Simone Bell is a community organizer and former politician from Atlanta, Georgia. A Democrat, she was elected to the Georgia House of Representatives in December 2009 from the state's 58th district in DeKalb and Fulton counties, and served until November 2015.

The district lies in eastern Atlanta and includes the following neighborhoods: East Atlanta, Cabbagetown, Reynoldstown, Edgewood, Gresham Park, Grant Park, Kirkwood, Ormewood Park and Boulevard Heights.

The seat had been held by Rep. Robbin Shipp (D–Atlanta) from 2007 to 2009 but Shipp resigned in 2009 due to conflicts with her job as a Fulton County prosecutor, triggering a special election.

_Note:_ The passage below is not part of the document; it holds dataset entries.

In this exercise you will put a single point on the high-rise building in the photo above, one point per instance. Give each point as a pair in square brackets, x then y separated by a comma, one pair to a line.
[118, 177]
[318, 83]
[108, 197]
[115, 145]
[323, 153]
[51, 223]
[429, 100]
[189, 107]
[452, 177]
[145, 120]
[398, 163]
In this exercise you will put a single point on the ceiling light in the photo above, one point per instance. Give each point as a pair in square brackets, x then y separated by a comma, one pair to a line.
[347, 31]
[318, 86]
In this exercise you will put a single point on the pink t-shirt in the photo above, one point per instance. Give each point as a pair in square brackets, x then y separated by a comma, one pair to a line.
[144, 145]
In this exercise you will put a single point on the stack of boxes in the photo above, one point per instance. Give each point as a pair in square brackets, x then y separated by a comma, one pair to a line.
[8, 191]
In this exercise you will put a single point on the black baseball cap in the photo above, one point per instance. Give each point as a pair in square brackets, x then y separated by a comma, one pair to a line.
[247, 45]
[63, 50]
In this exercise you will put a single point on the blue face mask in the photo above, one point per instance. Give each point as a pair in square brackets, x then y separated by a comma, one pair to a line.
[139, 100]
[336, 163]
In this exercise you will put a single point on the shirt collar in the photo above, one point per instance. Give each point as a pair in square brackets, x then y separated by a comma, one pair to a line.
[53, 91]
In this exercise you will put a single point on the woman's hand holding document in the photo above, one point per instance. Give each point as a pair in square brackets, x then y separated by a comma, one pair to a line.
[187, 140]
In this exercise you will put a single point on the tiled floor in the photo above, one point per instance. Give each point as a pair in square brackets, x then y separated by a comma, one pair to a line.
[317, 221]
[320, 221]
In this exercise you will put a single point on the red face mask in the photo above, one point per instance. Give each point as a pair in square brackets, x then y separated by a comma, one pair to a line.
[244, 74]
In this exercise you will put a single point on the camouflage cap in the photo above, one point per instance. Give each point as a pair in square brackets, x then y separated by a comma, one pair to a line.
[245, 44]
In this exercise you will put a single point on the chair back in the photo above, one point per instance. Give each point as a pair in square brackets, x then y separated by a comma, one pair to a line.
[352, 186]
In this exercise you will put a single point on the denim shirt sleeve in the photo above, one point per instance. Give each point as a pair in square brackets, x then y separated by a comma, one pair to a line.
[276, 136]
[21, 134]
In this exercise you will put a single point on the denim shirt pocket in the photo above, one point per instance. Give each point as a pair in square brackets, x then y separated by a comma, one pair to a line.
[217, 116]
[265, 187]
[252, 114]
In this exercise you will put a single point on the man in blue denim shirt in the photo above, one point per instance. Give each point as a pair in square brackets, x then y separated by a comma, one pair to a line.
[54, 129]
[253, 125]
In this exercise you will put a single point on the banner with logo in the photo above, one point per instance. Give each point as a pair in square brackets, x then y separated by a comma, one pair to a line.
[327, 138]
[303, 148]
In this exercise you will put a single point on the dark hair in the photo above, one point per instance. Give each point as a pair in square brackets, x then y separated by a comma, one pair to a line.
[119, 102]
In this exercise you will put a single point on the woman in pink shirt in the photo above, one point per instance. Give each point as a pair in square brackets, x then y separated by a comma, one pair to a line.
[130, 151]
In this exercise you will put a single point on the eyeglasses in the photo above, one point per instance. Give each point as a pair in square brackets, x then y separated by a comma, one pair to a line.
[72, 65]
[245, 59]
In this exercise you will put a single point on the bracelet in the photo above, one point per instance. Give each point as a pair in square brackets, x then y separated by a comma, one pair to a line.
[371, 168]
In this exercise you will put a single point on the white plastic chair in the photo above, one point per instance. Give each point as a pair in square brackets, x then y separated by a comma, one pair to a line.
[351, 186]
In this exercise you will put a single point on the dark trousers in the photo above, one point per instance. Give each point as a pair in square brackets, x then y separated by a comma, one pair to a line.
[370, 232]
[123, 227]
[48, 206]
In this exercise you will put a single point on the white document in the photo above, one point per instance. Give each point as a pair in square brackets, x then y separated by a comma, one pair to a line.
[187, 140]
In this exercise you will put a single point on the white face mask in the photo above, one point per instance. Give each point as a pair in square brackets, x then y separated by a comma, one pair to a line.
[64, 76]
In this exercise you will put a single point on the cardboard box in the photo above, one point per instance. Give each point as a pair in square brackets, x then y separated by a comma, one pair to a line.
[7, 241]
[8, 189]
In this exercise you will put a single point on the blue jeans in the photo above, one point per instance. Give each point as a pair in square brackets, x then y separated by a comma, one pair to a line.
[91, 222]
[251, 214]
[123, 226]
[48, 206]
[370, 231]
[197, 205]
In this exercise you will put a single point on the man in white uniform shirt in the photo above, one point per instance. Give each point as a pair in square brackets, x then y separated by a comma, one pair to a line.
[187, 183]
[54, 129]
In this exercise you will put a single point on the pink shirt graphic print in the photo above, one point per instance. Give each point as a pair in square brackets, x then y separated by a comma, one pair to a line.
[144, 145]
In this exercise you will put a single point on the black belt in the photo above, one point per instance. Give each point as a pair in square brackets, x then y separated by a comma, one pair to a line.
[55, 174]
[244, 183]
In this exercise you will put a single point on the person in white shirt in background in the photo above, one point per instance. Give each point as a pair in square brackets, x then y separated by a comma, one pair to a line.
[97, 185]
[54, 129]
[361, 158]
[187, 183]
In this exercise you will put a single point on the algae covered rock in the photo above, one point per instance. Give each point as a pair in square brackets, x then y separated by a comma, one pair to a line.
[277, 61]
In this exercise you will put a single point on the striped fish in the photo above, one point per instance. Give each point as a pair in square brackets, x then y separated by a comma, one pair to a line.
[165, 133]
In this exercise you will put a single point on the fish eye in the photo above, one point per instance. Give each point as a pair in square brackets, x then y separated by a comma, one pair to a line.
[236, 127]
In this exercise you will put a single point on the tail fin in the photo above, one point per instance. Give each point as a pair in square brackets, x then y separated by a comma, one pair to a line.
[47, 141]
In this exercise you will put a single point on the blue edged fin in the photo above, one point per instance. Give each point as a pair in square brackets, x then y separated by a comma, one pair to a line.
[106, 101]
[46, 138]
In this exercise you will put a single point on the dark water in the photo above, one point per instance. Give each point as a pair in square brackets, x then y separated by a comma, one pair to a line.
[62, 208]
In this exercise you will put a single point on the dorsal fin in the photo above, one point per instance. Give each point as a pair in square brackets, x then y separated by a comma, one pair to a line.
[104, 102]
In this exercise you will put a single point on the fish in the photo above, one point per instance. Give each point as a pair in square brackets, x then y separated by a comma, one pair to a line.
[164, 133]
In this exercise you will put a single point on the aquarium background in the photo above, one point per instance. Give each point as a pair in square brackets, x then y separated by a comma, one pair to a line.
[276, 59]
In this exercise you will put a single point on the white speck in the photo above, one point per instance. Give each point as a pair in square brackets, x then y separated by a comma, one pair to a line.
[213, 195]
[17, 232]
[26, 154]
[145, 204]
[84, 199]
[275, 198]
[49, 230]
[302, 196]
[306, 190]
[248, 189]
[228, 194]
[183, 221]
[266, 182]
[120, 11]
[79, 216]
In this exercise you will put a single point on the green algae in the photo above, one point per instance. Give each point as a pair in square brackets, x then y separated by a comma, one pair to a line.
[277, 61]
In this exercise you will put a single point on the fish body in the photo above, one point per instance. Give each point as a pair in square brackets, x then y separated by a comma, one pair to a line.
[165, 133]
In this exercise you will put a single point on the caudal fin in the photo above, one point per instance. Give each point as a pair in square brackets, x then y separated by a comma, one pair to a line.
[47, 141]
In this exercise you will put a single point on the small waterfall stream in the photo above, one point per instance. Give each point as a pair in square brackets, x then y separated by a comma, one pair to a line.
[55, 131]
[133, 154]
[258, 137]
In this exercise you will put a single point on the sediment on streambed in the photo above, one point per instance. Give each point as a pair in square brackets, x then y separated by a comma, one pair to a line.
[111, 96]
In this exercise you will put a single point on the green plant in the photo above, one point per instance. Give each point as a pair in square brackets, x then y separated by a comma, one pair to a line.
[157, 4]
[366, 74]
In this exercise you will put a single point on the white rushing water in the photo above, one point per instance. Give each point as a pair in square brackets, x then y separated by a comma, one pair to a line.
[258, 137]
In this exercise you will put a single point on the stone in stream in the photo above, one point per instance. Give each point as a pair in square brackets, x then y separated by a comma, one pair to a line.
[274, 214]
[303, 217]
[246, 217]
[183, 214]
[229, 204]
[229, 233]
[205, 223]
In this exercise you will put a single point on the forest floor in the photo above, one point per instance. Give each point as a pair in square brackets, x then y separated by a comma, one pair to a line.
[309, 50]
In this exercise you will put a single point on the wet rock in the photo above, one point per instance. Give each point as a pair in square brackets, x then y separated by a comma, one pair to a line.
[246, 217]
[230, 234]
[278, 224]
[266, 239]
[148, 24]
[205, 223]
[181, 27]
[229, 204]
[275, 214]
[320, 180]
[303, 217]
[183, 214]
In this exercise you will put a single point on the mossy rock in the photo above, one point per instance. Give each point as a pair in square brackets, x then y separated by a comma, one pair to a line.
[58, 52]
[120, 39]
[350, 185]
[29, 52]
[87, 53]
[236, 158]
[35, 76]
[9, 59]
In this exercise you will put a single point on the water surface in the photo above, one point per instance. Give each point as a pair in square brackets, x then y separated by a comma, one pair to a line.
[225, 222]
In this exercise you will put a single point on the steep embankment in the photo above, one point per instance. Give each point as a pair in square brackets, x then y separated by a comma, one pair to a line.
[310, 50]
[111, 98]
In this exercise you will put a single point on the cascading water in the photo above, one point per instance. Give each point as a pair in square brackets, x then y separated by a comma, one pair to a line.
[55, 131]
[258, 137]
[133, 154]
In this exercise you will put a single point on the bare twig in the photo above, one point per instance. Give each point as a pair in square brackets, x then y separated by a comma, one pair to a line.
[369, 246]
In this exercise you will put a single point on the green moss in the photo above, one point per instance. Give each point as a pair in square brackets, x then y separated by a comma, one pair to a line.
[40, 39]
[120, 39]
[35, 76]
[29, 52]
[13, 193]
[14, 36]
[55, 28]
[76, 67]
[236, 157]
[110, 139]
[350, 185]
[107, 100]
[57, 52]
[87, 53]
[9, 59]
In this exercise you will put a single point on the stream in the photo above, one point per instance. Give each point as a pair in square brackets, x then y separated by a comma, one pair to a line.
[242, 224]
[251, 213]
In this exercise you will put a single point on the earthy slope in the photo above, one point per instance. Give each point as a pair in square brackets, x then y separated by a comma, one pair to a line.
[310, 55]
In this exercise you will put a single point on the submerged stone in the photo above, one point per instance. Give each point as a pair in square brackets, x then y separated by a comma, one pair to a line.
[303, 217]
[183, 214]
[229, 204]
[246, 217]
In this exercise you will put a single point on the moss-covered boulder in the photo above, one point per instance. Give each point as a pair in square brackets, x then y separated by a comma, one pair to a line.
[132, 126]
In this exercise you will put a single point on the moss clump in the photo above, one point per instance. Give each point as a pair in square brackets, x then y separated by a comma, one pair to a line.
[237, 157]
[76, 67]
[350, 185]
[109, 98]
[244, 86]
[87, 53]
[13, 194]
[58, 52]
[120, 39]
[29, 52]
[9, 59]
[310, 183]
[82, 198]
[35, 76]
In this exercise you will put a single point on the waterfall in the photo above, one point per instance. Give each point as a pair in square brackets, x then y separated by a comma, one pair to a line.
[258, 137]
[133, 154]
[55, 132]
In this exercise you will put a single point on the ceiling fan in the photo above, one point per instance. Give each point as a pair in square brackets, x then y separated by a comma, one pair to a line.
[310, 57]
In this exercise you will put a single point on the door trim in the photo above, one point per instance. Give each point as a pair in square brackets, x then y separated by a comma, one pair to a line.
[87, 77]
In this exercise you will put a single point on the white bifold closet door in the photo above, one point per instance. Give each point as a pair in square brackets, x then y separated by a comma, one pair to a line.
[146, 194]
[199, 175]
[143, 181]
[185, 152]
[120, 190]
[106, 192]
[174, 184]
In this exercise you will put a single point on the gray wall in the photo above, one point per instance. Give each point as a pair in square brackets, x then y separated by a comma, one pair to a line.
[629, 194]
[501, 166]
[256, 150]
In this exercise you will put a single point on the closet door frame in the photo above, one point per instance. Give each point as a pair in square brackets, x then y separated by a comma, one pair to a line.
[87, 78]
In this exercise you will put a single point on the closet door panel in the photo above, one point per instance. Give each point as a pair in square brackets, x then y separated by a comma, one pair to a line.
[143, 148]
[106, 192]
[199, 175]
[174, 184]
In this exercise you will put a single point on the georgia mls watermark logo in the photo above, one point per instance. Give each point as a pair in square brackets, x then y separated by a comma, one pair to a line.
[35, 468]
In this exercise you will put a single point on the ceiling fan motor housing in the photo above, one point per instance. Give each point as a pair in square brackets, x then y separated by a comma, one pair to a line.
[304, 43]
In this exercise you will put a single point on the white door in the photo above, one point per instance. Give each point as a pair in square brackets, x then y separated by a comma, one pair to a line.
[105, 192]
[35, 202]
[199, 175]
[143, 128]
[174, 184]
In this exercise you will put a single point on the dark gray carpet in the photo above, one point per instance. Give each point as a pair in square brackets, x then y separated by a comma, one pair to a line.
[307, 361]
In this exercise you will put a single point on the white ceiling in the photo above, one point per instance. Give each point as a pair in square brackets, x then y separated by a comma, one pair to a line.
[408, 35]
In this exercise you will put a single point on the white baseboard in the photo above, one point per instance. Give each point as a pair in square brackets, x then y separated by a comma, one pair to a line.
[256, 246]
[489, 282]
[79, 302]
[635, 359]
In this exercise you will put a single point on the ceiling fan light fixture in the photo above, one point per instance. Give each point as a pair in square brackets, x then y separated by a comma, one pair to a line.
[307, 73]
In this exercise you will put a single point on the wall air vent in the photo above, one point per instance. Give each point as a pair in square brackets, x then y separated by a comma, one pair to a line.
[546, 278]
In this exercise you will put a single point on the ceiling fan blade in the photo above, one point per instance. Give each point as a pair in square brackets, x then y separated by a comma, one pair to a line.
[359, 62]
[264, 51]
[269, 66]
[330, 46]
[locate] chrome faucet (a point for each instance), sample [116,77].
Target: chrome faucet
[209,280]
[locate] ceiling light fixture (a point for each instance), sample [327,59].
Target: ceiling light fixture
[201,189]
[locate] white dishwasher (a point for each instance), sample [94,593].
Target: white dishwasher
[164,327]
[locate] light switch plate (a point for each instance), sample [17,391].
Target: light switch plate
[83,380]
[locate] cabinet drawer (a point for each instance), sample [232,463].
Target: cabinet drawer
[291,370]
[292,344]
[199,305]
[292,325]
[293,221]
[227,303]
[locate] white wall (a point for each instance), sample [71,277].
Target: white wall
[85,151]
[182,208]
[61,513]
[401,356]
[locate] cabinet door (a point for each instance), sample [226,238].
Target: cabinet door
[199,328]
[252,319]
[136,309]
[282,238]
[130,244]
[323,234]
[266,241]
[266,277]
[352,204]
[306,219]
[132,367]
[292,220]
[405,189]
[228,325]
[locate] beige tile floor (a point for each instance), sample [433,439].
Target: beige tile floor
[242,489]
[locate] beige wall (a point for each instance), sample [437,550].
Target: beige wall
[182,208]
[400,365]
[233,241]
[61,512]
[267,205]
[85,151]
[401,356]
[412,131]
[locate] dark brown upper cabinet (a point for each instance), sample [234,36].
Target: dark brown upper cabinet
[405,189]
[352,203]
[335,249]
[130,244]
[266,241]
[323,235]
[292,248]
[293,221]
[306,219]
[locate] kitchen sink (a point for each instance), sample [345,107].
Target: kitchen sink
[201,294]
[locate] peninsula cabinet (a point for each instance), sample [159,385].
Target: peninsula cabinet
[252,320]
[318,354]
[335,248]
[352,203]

In the election held on November 3, 2009, Bell won 24% of the vote in a five-candidate field, placing second behind attorney and fellow Democrat Asha Jackson. In the runoff, Bell defeated Jackson by 56% to 44%. She was sworn into office by Chief Justice Carol Hunstein of the Georgia Supreme Court on December 22, 2009. She ran unopposed for re-election in 2010; defeated primary opponent Ralph Long in 2012 and 2014. On October 29, 2015, Bell announced her resignation from office to join Lambda Legal as Southern Regional Director; her resignation took effect November 13, 2015. She was succeeded by Park Cannon.

Born and raised in Detroit, Michigan, Bell came to Georgia to attend Agnes Scott College in Decatur. She works in the Southern regional office of Lambda Legal, a national non-profit legal group that focuses on LGBT and HIV issues.

Openly gay, Bell is the first African-American lesbian to serve in a U.S. state legislature. Her partner is Valerie Acree.